We did a multiple regression analysis in which we used a stepwise procedure to determine the variables that were independently associated with incidence of malaria. All cytokines were included in the list of variables taken into account for the stepwise procedure. Significant associations were only observed between higher levels of intracellular IFN-γ at 5 months and higher malaria incidence in the follow up interval 5-12 months (IRR 1.28, 95% CI 1.03-1.58, P = 0.0234). Similarly, higher concentrations of plasma IFN-γ (IRR 1.15, 95% CI 1.05-1.27, P = 0.0040) and MCP-1 (IRR 1.60, 95% CI 1.22-2.10, P = 0.0007) at 12 months were associated with higher malaria risk during the 12-24 month period. In contrast, in this analysis higher plasma concentrations of IL-17 at 12 months were associated with lower malaria incidence during the interval 12-24 months (IRR 0.80, 95% CI 0.69-0.93, P = 0.0035). Other co-variates that were significantly associated with malaria incidence, independently of the cytokine concentrations, were having had a previous episode in the second year of life (IRR 4.63, 95% CI 2.59-8.26, P < 0.0001), and the child's neighborhood of residence in both time intervals (P < 0.0001).

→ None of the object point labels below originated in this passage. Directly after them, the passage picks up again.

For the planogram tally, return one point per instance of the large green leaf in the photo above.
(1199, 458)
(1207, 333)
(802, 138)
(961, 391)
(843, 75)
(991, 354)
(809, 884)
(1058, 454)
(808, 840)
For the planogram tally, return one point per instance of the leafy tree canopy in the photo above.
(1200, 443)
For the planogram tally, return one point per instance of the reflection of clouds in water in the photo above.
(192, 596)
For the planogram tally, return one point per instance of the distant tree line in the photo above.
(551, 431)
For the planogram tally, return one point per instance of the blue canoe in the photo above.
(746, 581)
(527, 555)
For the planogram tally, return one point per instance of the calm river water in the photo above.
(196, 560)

When antibody variables from prior studies were also included in the stepwise model together with all cytokines and co-variates, significant associations were only observed for higher intracellular IFN-γ at 5 months and higher malaria incidence during the follow up interval 5-12 months (IRR 1.26, 95% CI 1.01-1.57, P = 0.0381). At 12 months, higher plasma IFN-γ (IRR 1.26, 95% CI 1.11-1.44, P = 0.0004) and IL-5 (IRR 1.27, 95% CI 1.04-1.55, P = 0.0203) correlated with higher incidence of malaria up to 24 months, while higher IL-17 plasma concentrations were associated with lower malaria risk during the 12-24 month period (IRR 0.84, 95% CI 0.71-0.98, P = 0.0300). Likewise, the additional variables that independently showed significant associations with malaria risk were having had a previous episode in the second year of life (IRR 3.16, 95% CI 1.64-6.09, P < 0.0006), and the neighborhood in both time intervals (P < 0.0001).

Finally, no significant differences in cytokine or chemokine levels were found in relation to parasite density (data not shown). Levels of cytokines or chemokines could not be analysed in relation to incidence of severe malaria due to its low incidence (Additional file 2, Table S2).